Der typische Deutsche |
Deutsche sind auf viele Weisen beschrieben worden: poetisch, sentimental, voller Ehrfurcht vor der Tradition, moralisch ernsthaft, logisch, reserviert, sorgfältig und pedantisch. 1892 bejubelte ein einflussreicher deutscher Theologe sie als konzentriert auf "das innere Leben von Emotion und Fantasie" und "komplett vertieft" in ihre eigene Existenz.[iv] Nur ein halbes Jahrhundert später bewertete ein englischer Professor für Geschichte des Mittelalters sie als "ein Volk, das immer wie im Krieg ist, immer aggressiv, ein Esau unter den Nationen, ein Einzelgänger unter Elefanten. ... ein Volk, von Fehden ohne Waffenstillstand zerrissen, dem Einheit fehlt ohne jeglichen Sinn für Politisches, süchtig nach gewalttätigem Verbrechen und bodenlosem Verrat."[v] 2022 scheint der Ruf von 1892 erneut passender.
Die Italiener mögen weltweit den Ruf haben ausdrucksstark, emotional und künstlerisch zu sein, aber der größte Historiker für das antike Rom, Theodor Mommsen, verkündete denkwürdig, ob antik, mittelalterlich oder modern, ihnen "fehlt Leidenschaft des Herzens und der Sehnsucht zu idealisieren, was human ist und den Dingen der unbelebten Welt Leben zu verleihen, was das Wesen der poetischen Kunst bildet. ... in den perfekteren Künsten haben sie kaum Fortschritt über die Tüchtigkeit der Ausführung hinaus erlangt und keine Epoche ihrer Literatur hat ein wahres Epos oder ein geniales Theaterstück hervorgebracht."[vi] Im Gegenteil – der schottische Philosoph David Hume sah bei den Italienern enorme Herausforderungen: "Aufrichtigkeit, Mut und Freiheitsliebe formten den Charakter der antiken Römer, so wie Raffinesse, Feigheit und sklavische Gesinnung den modernen formen." Die Griechen beurteilte er ähnlich: "Die Erfindungsgabe, der Fleiß und die Aktivität der antiken Griechen haben nichts gemein mit der Dummheit und der Trägheit der gegenwärtigen Einwohner dieser Regionen."[vii]
Vergleiche zwischen Nationalitäten sind noch willkürlicher.

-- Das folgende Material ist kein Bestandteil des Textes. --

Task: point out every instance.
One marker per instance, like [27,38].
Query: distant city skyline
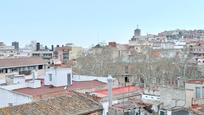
[87,22]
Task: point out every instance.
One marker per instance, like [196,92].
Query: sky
[87,22]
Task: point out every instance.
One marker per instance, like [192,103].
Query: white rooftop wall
[7,97]
[59,76]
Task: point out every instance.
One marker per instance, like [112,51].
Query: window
[50,77]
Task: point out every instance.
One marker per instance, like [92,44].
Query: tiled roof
[118,90]
[44,90]
[25,61]
[74,104]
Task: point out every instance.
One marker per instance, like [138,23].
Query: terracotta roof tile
[25,61]
[44,90]
[67,105]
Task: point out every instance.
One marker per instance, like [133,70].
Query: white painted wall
[7,97]
[89,78]
[59,76]
[35,84]
[151,97]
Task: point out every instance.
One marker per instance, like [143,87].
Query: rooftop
[44,90]
[23,61]
[118,90]
[196,81]
[74,104]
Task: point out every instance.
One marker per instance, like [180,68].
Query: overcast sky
[86,22]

Nehmen Sie die Briten und Franzosen. Der große französische Romanautor Honoré de Balzac verkündete um 1840, dass "der Franzose so frivol ist, ... wie der Engländer edel."[viii] William MacNeile Dixon, Professor für Englisch und Literatur an der University of Glasgow, hielt das britische Denken 1915 für nicht "so leuchtend und logisch" wie das französische.[ix] Morris Ginsburg, ein führender Soziologe, befand die Briten für weniger wortgewandt als die Franzosen.[x] Salvador de Madariaga, ein angesehener spanischer Schriftsteller, entdeckte 1928 die Kernelemente des Nationalcharakters: Fairplay in England und le droit (das Gesetz) in Frankreich, woraus er folgerte, das die Engländer Männer der Tat sind, die Franzosten Männer des Denkens.[xi]
AlMas'udi, Kitah at-Tanbih wa'l-Aschraf, herausggegeben von M.J. de Goeje. Leiden (Brill), 1894 |
Vielleicht können Nahostler uns aus diesem Obstsalat befreien? Sie begannen mit einer entschieden schwachen Meinung und ohne einzelne Nationen zu unterscheiden. In den 940-er Jahren qualifizierte der Geograf al-Mas'udi die "Franken", womit er Westeuropäer meinte, schillernd als Barbaren ab:
Ihr Humor hat wenig Wärme, ihre Körper sind ausgedehnt, ihrer Charaktere sind ausgetrocknet, ihre Moral grob, ihr Begriffsvermögen schwach und ihre Zungen schwer. Ihre Leichenblässe ist so extrem, dass sie bläulich erscheinen. Ihre Haut ist empfindlich, ihr Haar dick. Ihre Augen sind so blau, dass sie zu ihrer Hautfarbe passen. Feuchter Dampf macht ihr Haar strähnig und rötlich-braun. Ihrer Religion fehlt infolge der Natur des Kalten und fehlender Wärme Substanz. Diejenigen, die im fernen Norden leben, sind die dümmsten, nutzlosesten und bestialischsten; und diese Charakteristika nehmen zu, je weiter man in den Norden kommt.[xii]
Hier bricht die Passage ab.